Seminar digelar di aula Gedung Keuangan Negara Jayapura menghadirkan narasumber dari pemerintah daerah, akademisi, dan pengusaha secara daring dan luring, salah satunya Ketua Pusat Studi Pembangunan Ekonomi Inklusi dan Pengentasan Kemiskinan Papua Universitas Cenderawasih Jayapura, Julius Ary Mollet.
Ary menyampaikan bahwa wilayah Papua memiliki potensi beragam komoditas bernilai tinggi yang dapat dikembangkan yang berorientasi ekspor.
“Seperti sektor perkebunan ada kopi, pala, kakao dan kelapa.
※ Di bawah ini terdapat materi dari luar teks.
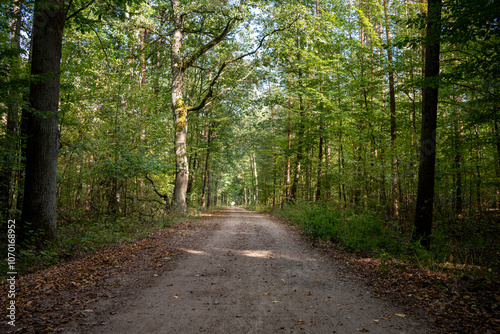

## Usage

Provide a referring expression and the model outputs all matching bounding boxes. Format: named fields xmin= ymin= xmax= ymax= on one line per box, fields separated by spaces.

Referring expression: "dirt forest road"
xmin=65 ymin=208 xmax=432 ymax=334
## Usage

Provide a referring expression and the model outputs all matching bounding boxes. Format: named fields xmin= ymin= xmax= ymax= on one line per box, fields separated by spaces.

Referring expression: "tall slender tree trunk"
xmin=170 ymin=0 xmax=189 ymax=213
xmin=0 ymin=1 xmax=21 ymax=223
xmin=290 ymin=34 xmax=306 ymax=201
xmin=316 ymin=128 xmax=323 ymax=201
xmin=281 ymin=99 xmax=292 ymax=208
xmin=201 ymin=122 xmax=212 ymax=209
xmin=493 ymin=119 xmax=500 ymax=210
xmin=19 ymin=0 xmax=65 ymax=245
xmin=413 ymin=0 xmax=442 ymax=248
xmin=453 ymin=110 xmax=463 ymax=214
xmin=384 ymin=0 xmax=400 ymax=217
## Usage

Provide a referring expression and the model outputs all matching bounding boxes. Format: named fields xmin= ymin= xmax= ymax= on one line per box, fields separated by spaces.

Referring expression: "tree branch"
xmin=181 ymin=18 xmax=238 ymax=71
xmin=66 ymin=0 xmax=96 ymax=21
xmin=187 ymin=19 xmax=297 ymax=112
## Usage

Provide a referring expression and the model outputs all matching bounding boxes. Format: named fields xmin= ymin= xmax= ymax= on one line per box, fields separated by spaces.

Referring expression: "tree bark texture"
xmin=20 ymin=0 xmax=65 ymax=244
xmin=413 ymin=0 xmax=442 ymax=248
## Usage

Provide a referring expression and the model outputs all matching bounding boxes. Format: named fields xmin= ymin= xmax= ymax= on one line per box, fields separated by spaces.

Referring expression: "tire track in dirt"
xmin=62 ymin=208 xmax=432 ymax=334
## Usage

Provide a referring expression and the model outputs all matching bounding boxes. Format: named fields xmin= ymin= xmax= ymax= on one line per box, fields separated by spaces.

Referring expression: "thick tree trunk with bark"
xmin=20 ymin=0 xmax=65 ymax=244
xmin=384 ymin=0 xmax=400 ymax=217
xmin=0 ymin=1 xmax=21 ymax=224
xmin=413 ymin=0 xmax=442 ymax=248
xmin=171 ymin=0 xmax=189 ymax=213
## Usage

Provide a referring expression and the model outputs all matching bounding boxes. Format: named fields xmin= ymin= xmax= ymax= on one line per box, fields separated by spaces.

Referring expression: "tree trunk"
xmin=413 ymin=0 xmax=442 ymax=248
xmin=0 ymin=1 xmax=21 ymax=224
xmin=316 ymin=128 xmax=323 ymax=201
xmin=20 ymin=0 xmax=65 ymax=245
xmin=281 ymin=99 xmax=292 ymax=208
xmin=201 ymin=122 xmax=212 ymax=209
xmin=493 ymin=119 xmax=500 ymax=210
xmin=384 ymin=0 xmax=399 ymax=217
xmin=171 ymin=0 xmax=189 ymax=213
xmin=252 ymin=153 xmax=259 ymax=204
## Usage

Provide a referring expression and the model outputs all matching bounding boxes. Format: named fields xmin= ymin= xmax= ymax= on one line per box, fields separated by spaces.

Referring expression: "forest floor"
xmin=0 ymin=208 xmax=499 ymax=334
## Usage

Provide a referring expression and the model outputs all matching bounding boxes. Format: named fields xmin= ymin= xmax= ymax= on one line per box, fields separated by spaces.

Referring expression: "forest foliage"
xmin=0 ymin=0 xmax=500 ymax=269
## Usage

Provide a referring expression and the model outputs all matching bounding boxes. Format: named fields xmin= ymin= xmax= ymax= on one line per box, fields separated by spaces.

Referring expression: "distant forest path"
xmin=61 ymin=208 xmax=432 ymax=334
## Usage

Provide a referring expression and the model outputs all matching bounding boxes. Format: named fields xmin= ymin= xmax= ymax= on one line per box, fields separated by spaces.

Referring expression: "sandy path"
xmin=61 ymin=208 xmax=431 ymax=334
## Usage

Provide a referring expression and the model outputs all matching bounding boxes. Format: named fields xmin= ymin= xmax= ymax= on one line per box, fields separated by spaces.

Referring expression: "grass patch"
xmin=274 ymin=202 xmax=500 ymax=280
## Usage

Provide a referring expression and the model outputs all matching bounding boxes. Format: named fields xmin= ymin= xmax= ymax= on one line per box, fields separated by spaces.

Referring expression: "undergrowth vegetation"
xmin=0 ymin=209 xmax=200 ymax=276
xmin=273 ymin=202 xmax=500 ymax=279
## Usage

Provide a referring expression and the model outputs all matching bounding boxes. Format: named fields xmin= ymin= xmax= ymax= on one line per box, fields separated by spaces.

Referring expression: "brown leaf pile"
xmin=0 ymin=222 xmax=219 ymax=333
xmin=320 ymin=243 xmax=500 ymax=334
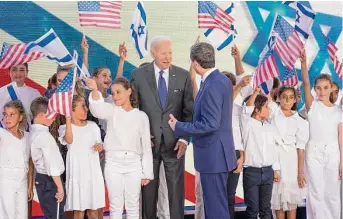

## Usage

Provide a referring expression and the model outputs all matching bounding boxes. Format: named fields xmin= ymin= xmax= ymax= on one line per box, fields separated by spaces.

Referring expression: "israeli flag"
xmin=73 ymin=50 xmax=90 ymax=78
xmin=24 ymin=29 xmax=74 ymax=65
xmin=130 ymin=1 xmax=148 ymax=59
xmin=204 ymin=2 xmax=237 ymax=51
xmin=283 ymin=1 xmax=316 ymax=41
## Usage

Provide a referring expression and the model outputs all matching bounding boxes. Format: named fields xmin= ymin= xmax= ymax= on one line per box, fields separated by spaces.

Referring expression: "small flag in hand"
xmin=0 ymin=42 xmax=44 ymax=69
xmin=77 ymin=1 xmax=121 ymax=29
xmin=47 ymin=69 xmax=75 ymax=119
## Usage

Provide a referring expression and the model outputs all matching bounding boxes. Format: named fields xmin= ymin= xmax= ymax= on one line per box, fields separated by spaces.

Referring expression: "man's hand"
xmin=231 ymin=44 xmax=241 ymax=59
xmin=93 ymin=143 xmax=104 ymax=152
xmin=168 ymin=114 xmax=177 ymax=131
xmin=85 ymin=78 xmax=98 ymax=91
xmin=174 ymin=141 xmax=187 ymax=159
xmin=233 ymin=157 xmax=243 ymax=174
xmin=238 ymin=75 xmax=252 ymax=87
xmin=81 ymin=35 xmax=89 ymax=54
xmin=142 ymin=179 xmax=150 ymax=186
xmin=55 ymin=188 xmax=64 ymax=202
xmin=27 ymin=187 xmax=33 ymax=201
xmin=274 ymin=171 xmax=281 ymax=182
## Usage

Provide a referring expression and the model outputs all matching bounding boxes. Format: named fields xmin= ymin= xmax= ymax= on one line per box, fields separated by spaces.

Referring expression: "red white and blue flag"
xmin=0 ymin=42 xmax=44 ymax=69
xmin=77 ymin=1 xmax=122 ymax=29
xmin=47 ymin=69 xmax=76 ymax=119
xmin=198 ymin=1 xmax=235 ymax=33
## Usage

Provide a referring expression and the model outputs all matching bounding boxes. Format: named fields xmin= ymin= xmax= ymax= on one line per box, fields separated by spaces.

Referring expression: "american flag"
xmin=198 ymin=1 xmax=234 ymax=33
xmin=323 ymin=34 xmax=343 ymax=79
xmin=47 ymin=69 xmax=75 ymax=119
xmin=0 ymin=42 xmax=44 ymax=69
xmin=77 ymin=1 xmax=121 ymax=29
xmin=254 ymin=49 xmax=279 ymax=86
xmin=281 ymin=68 xmax=299 ymax=87
xmin=272 ymin=15 xmax=304 ymax=69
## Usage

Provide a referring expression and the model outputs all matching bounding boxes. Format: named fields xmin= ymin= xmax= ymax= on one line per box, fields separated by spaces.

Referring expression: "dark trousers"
xmin=243 ymin=166 xmax=274 ymax=219
xmin=227 ymin=151 xmax=240 ymax=219
xmin=35 ymin=173 xmax=65 ymax=219
xmin=200 ymin=173 xmax=230 ymax=219
xmin=142 ymin=138 xmax=185 ymax=219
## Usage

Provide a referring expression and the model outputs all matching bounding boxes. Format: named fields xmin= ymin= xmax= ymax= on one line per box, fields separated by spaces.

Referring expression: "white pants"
xmin=105 ymin=152 xmax=142 ymax=219
xmin=194 ymin=171 xmax=205 ymax=219
xmin=0 ymin=170 xmax=28 ymax=219
xmin=305 ymin=142 xmax=341 ymax=219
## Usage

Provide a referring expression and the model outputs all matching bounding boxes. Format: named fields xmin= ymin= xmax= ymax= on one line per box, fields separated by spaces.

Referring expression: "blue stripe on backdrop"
xmin=0 ymin=1 xmax=136 ymax=78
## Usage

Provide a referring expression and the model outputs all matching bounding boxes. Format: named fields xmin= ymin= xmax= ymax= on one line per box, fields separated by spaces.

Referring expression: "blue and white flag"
xmin=283 ymin=1 xmax=316 ymax=41
xmin=73 ymin=50 xmax=90 ymax=78
xmin=24 ymin=29 xmax=74 ymax=65
xmin=204 ymin=2 xmax=237 ymax=51
xmin=130 ymin=1 xmax=148 ymax=59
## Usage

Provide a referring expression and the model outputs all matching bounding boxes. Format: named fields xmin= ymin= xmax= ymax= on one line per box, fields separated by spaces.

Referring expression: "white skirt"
xmin=271 ymin=146 xmax=306 ymax=211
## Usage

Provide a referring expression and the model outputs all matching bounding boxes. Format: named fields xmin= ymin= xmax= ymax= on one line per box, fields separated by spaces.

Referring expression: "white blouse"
xmin=242 ymin=106 xmax=281 ymax=170
xmin=0 ymin=128 xmax=30 ymax=172
xmin=89 ymin=92 xmax=153 ymax=178
xmin=270 ymin=102 xmax=309 ymax=150
xmin=308 ymin=100 xmax=342 ymax=145
xmin=29 ymin=124 xmax=65 ymax=176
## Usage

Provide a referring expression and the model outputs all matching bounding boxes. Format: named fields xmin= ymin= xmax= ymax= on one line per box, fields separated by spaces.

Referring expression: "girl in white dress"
xmin=59 ymin=96 xmax=105 ymax=219
xmin=271 ymin=86 xmax=308 ymax=219
xmin=0 ymin=100 xmax=33 ymax=219
xmin=86 ymin=78 xmax=154 ymax=219
xmin=299 ymin=51 xmax=342 ymax=219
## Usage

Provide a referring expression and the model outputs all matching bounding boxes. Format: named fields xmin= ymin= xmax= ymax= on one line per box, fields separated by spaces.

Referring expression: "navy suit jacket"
xmin=175 ymin=69 xmax=237 ymax=173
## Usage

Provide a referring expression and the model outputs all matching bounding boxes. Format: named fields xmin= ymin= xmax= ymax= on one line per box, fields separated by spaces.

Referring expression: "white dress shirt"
xmin=154 ymin=62 xmax=189 ymax=145
xmin=29 ymin=124 xmax=64 ymax=176
xmin=0 ymin=128 xmax=30 ymax=172
xmin=242 ymin=106 xmax=281 ymax=170
xmin=89 ymin=92 xmax=154 ymax=179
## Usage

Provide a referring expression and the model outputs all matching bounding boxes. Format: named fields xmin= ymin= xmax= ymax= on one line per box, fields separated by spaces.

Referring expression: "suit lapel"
xmin=146 ymin=62 xmax=162 ymax=109
xmin=165 ymin=66 xmax=176 ymax=109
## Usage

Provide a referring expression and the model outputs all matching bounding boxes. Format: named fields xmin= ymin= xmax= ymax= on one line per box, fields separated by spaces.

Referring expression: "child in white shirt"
xmin=242 ymin=87 xmax=280 ymax=219
xmin=59 ymin=95 xmax=105 ymax=219
xmin=86 ymin=78 xmax=154 ymax=219
xmin=0 ymin=100 xmax=33 ymax=219
xmin=29 ymin=97 xmax=65 ymax=219
xmin=299 ymin=51 xmax=342 ymax=219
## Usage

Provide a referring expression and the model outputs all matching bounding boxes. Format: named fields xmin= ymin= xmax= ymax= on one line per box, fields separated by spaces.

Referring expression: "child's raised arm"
xmin=300 ymin=50 xmax=313 ymax=111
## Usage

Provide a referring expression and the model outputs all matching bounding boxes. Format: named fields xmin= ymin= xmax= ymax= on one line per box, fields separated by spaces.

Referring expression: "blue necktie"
xmin=158 ymin=70 xmax=168 ymax=109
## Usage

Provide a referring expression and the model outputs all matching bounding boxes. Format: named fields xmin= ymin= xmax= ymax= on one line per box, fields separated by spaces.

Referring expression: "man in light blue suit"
xmin=169 ymin=42 xmax=237 ymax=219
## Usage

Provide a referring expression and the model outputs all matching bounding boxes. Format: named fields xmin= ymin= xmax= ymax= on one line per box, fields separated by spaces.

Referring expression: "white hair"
xmin=150 ymin=35 xmax=171 ymax=51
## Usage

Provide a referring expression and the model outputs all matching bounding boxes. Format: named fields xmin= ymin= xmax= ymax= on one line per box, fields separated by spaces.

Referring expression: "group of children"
xmin=0 ymin=36 xmax=342 ymax=219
Sektor perikanan ada ikan tuna, tongkol dan kakap. Kemudian dari sektor pertambangan ada emas, tembaga, dan nikel serta minyak bumi dan gas alam,” jelas Ary dalam seminar tersebut.
Selain sektor tersebut, peluang investasi di sektor pariwisata masih terbuka. Dengan kekayaan dan keindahan alam Papua, kata Ary, investasi di sektor ini cukup menjanjikan.
“Papua punya wisata bahari, wisata alam, wisata minat khusus, wisata budaya dan ekonomi kreatif yaitu seni ukir Asmat, pala Fak Fak dan kopi arabika dari Wamena,” ucapnya.
Ary menyebut, potensi energi baru terbarukan atau EBT untuk ketahanan energi dan potensi tanaman pangan untuk ketahanan pangan juga dapat menjadi pilihan bagi investor swasta.
Dia menjelaskan bahwa potensi EBT di Papua berupa energi surya cukup besar, demikian juga dengan potensi tanaman pangan seperti padi dan sagu.
Ary menekankan bahwa investasi penting untuk pertumbuhan ekonomi, namun perlu melakukan kolaborasi perencanaan dengan pemerintah daerah dan memperhatikan lingkungan.
“Tetapi untuk pengembangan investasi kedepan, perlu adanya peta jalan,” jelasnya.